Obama called the restrictions on banking operations the “Volcker Rule” in reference to Paul Volcker, the chair of the President’s Economic Recovery Advisory Board. These activities are “unrelated to serving their customers,” Obama said.

According to Obama, the current “economic crisis began as a financial crisis, when banks and financial institutions took huge, reckless risks in pursuit of quick profits and massive bonuses. When the dust settled, and this binge of irresponsibility was over, several of the world’s oldest and largest financial institutions had collapsed, or were on the verge of doing so. Markets plummeted, credit dried up, and jobs were vanishing by the hundreds of thousands each month.
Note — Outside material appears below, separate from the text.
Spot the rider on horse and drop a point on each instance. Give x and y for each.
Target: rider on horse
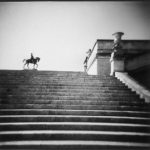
(32, 57)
We were on the precipice of a second Great Depression.”

The President said his administration is seeking to protect consumers and close loopholes that allowed financial products such as credit default swaps without oversight. The goal would be to strengthen capital and liquidity requirements to make the financial system more stable. Another goal of Obama’s reforms would be to ensure that the failure of one firm could not take the entire economy.

“We’ve come through a terrible crisis. The American people have paid a very high price. We simply cannot return to business as usual. That’s why we’re going to ensure that Wall Street pays back the American people for the bailout. That’s why we’re going to rein in the excess and abuse that nearly brought down our financial system,” Obama said in closing.

Before any of the proposals can go into effect, they will have to be passed into law by both houses of the United States Congress.